Whilst the album is not 100% written by Steinman or produced by him, it may as well have been. The songs follow the same formula we've heard before, and in that sense this is not a revolutionary album, but it presses all of the right buttons nevertheless, and you can trace its heritage directly back to 1977's classic. Steinman's songwriting (which is heavily present here, by way of covers and some limited new material) was always deceptively sophisticated - what sound like straightforward structures, and simple melodic themes are often complex, and generally incredibly catchy, and some passages simply make the hairs stand up on the back of your neck. For something so simple and so effective, you wonder why it's never been copied. I dare say people have tried...

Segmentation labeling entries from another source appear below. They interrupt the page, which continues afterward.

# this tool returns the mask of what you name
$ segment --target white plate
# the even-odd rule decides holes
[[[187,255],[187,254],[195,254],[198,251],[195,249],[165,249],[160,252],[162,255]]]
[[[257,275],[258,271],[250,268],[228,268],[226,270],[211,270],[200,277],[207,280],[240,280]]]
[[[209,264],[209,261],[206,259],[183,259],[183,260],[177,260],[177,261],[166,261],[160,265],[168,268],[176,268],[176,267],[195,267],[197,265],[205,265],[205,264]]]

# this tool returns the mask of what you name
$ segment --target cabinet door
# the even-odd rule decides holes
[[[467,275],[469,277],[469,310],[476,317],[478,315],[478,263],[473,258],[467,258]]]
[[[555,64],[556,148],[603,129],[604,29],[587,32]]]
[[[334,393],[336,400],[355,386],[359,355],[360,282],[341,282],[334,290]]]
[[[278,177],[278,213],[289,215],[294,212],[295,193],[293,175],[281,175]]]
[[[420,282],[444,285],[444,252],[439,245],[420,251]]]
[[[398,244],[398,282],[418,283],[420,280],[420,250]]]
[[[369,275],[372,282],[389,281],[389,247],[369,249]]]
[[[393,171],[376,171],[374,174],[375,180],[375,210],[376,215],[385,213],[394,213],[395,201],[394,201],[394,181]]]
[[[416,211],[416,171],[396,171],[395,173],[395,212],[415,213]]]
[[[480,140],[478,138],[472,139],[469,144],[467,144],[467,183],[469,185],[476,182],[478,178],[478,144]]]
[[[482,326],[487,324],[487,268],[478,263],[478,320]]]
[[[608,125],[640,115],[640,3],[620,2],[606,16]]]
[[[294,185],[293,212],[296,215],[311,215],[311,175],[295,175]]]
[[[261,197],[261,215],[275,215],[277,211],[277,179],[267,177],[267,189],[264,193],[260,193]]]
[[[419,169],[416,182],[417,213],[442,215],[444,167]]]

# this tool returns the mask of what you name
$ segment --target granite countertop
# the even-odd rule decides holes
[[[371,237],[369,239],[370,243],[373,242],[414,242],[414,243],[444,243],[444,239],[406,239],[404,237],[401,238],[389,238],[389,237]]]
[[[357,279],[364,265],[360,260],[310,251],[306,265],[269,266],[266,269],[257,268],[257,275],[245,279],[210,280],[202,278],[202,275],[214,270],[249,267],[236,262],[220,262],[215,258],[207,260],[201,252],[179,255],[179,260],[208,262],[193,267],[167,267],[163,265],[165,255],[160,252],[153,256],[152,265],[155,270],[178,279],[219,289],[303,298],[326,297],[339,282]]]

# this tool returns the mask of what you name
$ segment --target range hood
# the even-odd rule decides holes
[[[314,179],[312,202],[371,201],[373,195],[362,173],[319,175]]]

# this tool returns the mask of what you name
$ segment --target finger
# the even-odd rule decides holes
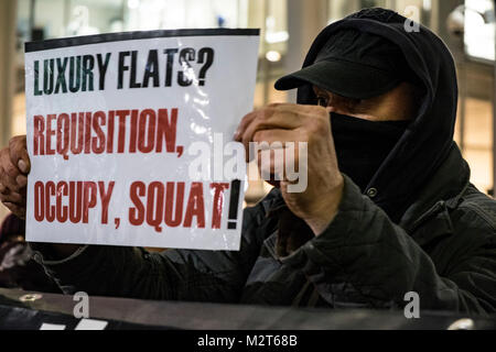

Each song here is a mini-epic - true the songs are long (many are 7minutes or longer) but they evolve throughout and you're often wondering if you're listening to the same track... right up until the moment when the opening riff, or main chorus returns in a glorious refrain but this time cranked all the way up to 11 - classic Steinman/Meat Loaf. Very effective, and harks back to Bat1, Bat2 and is the kind of musical experimentation that only sophisticated song-writers and musicians can pull off.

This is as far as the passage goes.